People like a poem which has a story arc. Even in jazz or improv of music you can create on the fly a sense of an ending coming and something that feels like an ending. But how closed of box? To weave forward for a long poem you need structure and subtle control to keep the momentum without bashing away too long on one note and keep the musicality interesting.

Poems can go any any number of directions…towards music, or avoiding it, towards closure or preventing it, towards explaining or refusing to in some Deleuzian string. There are many worldviews, influences, constraints and needs that guide which choices are made. People may write fiction or non-fiction or autobiography. [Even if audience will assume it is autobiography even if it is about dice living on the ocean bottom with immigrant martians. But that’s another story.]

One may want to fit a form, or a genre, which can be like a register of speech with its own limits on topics and length or utterance, formality of grammar, level of vocabulary. One may write to a particular audience so for that real or imagined person pitch a certain tone and point of view. To not hit the target someone else wants of being coherent and plain enough, exciting enough, or controlled enough is something of a judging fish by how well they climb trees criterion. What is the aim of this particular poet and poem?
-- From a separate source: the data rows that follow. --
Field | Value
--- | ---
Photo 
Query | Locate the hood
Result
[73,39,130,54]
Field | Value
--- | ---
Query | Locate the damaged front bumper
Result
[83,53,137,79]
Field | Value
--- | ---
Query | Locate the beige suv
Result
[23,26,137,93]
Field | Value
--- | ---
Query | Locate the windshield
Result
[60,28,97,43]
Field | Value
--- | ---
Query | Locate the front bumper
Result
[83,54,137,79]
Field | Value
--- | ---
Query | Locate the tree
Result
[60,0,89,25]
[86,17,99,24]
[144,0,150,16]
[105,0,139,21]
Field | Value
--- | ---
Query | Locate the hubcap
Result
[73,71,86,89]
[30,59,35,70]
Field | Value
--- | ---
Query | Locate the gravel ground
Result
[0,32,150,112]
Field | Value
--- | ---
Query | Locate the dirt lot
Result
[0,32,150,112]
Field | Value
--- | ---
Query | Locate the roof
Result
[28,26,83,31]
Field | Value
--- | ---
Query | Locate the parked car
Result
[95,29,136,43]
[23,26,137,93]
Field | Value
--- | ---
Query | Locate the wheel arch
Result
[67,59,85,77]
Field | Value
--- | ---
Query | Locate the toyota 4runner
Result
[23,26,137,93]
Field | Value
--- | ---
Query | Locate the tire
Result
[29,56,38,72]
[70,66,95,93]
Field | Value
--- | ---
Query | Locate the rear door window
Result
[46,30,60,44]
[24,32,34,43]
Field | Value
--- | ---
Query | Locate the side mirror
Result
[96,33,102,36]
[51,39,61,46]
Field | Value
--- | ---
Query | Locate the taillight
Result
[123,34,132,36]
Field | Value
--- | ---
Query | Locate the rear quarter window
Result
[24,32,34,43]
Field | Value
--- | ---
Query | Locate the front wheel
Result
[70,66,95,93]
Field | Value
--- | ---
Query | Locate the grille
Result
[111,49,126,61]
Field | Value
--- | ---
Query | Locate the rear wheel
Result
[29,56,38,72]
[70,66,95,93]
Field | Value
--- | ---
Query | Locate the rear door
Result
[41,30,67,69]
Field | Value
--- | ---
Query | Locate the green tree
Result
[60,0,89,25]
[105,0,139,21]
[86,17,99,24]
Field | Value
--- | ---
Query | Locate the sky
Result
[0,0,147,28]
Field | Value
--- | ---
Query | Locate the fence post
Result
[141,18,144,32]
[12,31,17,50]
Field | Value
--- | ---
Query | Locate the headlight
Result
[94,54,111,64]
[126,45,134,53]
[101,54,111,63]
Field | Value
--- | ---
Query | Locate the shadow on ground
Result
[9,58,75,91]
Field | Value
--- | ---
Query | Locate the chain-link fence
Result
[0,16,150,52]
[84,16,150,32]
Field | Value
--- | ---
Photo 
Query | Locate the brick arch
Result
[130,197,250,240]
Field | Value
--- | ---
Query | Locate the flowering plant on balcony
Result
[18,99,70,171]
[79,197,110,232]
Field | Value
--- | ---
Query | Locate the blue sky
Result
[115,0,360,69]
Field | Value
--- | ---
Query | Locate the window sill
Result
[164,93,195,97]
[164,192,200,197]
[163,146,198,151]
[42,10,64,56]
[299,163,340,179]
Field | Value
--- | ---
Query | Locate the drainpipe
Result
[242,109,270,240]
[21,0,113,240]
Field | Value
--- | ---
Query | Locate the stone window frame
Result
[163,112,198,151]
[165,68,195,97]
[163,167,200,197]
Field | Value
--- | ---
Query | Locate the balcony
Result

Poems can present a summary of what the poet has worked out or present a mystery for the reader to be able to reasonably solve and get the impact from what details are chosen. A poem may seek to find a reader as confidante, or witness, or potential convert to perspective. It may aim to inform or entertain, or blurt an emotion for self-expression.

What’s the arc of the poem? Is it a box? Can you anticipate what will come? Do you avoid being able to be predicted? The opening is like a trailer. Does it reveal the whole gesture that then gets unpacked later? Do you aim for the same amount of compression?

Poems can progress steadily and then veer at the ending in an effect that works to deepen and widen, or fail and add a pat profound bow. They may aim for sustained hyperbole or understatement. Like body language or inflection, some throw it wide, some hold it tight and flat. No case is in itself a bad thing. It is a matter of who you talk to and whether you effectively communicate.

In my writing notes to myself recent touchstone questions include: What do you not consider poem-worthy? What is constant as air? What do you work around automatically? What is visible to you and may not be to others? What matters? What doesn’t as subjects?

People often feel some things are poem-worthy and other things aren’t. Poems should be epic, is the idea. The emotions and ramp must be large. People want an aha moment, some gratifying profundity to make it poetry not prose. The same tension has run in haiku since Basho’s time at least. Or is one to report what is? Not just the propped up significance, the story but everything is worthy of attention and care.

John Lent in describing how rob mclennan’s poems work in Songs for little sleep talks about how you can get different gains by going with rules so that all things may be admitted so that “when it works, when it really opens things up—as in Kroetsch, Bowering, bissett, Moure, Cooley, Jake Kennedy, kevin mcpherson eckoff, Natalie Simpson—it can create a true ‘rush’ of making and re-making for the reader. It can be breathtaking.” He goes on to say that mclennan by,

allowing the ‘ordinary’ to present itself as a field of juxtapositions, loosely unified—but also to the second risk—allowing ‘play’ in diction and syntax to support other surprises in logic through unexpected association.